Although antegrade ejaculation might be restored by alpha agonists (26), PVS and EE in SCD are highly recommended for retrograde ejaculation and concomitant bladder preparation is mandatory (22). Applying any techniques for retrieving sperm can induce autonomic dysreflexia and life threatening hypertension (26) in patients with lesion higher than T7 (31). Continuous or frequent blood pressure monitoring and administration of sublingual nifedipine (20 mg) or captopril (25 mg), 15 min before manipulation are preventive measures (32, 33).
Prostate massage: Naturally, there is no sperm in ejaculatory duct and seminal vesicles. However, in these patients, accumulated sperm occupy seminal vesicle and ejaculatory duct due to inability in regular semen evacuation. Although the prostate massage is successful in 70% of patients, fewer than half of these cases have sperm in their semen. Even IUI can be recommended depending on the quality of sperm retrieved (34). Sperm can be found in 80% of lesions higher than T10 and 18% of lesions lower than T10, which raises a debate on the application of the method in the second group (35).

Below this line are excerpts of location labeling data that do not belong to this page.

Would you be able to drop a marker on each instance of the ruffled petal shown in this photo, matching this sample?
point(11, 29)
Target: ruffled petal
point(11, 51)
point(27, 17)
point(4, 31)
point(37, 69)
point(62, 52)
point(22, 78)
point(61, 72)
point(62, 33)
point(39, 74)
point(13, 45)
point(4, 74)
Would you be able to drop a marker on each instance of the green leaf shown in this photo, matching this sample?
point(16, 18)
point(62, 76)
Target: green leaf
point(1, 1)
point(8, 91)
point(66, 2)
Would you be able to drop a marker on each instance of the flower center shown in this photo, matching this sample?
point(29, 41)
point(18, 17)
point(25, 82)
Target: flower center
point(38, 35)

Penile vibratory stimulation: PVS success rate has been reported to be around 12 to 80% in heterogeneous populations with SCD (34). The strategies to increase success rate of PVS are listed in table 6. If the response does not occur after 15 min, it is unlikely to achieve success with continuing the procedure and it is better to proceed to the next step (37). Relative contraindications of PVS are penile prosthesis and severe irritation of the glans (36).
Electro-ejaculation: In the absence of any major anorectal problems, the technique is applied (10-15 v, 30 mA) for 3 to 5 min (37). The lowest possible voltage is induced first and then increased gradually. It is possible to obtain more antegrade semen by intermittent rather than continuous stimulation (32, 33). Most of the patients can tolerate the procedure without any anesthesia; however, pain sensation level should be assessed to ensure that patients would feel no pain (32, 33). Ejaculation can occur without erection; therefore, milking and catheterization must be done at the end of any failed procedure and specimen should be checked for sperm (17). The procedure must be stopped if rectal temperature reaches 38°C or in voltages higher than 30 (37).

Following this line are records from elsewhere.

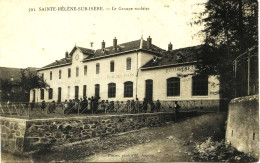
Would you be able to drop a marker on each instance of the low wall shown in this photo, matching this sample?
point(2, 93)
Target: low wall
point(22, 136)
point(12, 134)
point(243, 124)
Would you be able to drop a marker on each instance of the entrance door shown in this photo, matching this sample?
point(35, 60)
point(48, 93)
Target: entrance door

Surgical techniques: Through common techniques including sperm aspiration from seminal vesicle, epididymis or testis, enough sperm can be obtained. However, spermatogenesis deteriorates gradually after having 12 years of neurological disorders. If the aspiration techniques fail, micro-TESE and conventional TESE are recommended in testes sized less than 10 ml and larger than 10 ml (38). Sperm cryopreservation is not recommended in SCD because using fresh sperm results in significantly better findings (65% vs. 25%). Sperm cryopreservation is only recommended when there is risk of azoospermia or in the first two weeks of trauma when quality of sperm has not been deteriorated (36).
Conclusion
One group of candidates for sperm retrieval in ART are non-azoospermic patients with persistent ejaculatory dysfunction. In literature, the methods dealing with these conditions have been discussed sporadically. In this review, it was shown that designing a classic approach for these patients is a feasible alternative. In fact, applying these approaches in infertility centers reduces the problems of patients and clinicians.
Conflict of Interest
Authors declare no conflict of interest.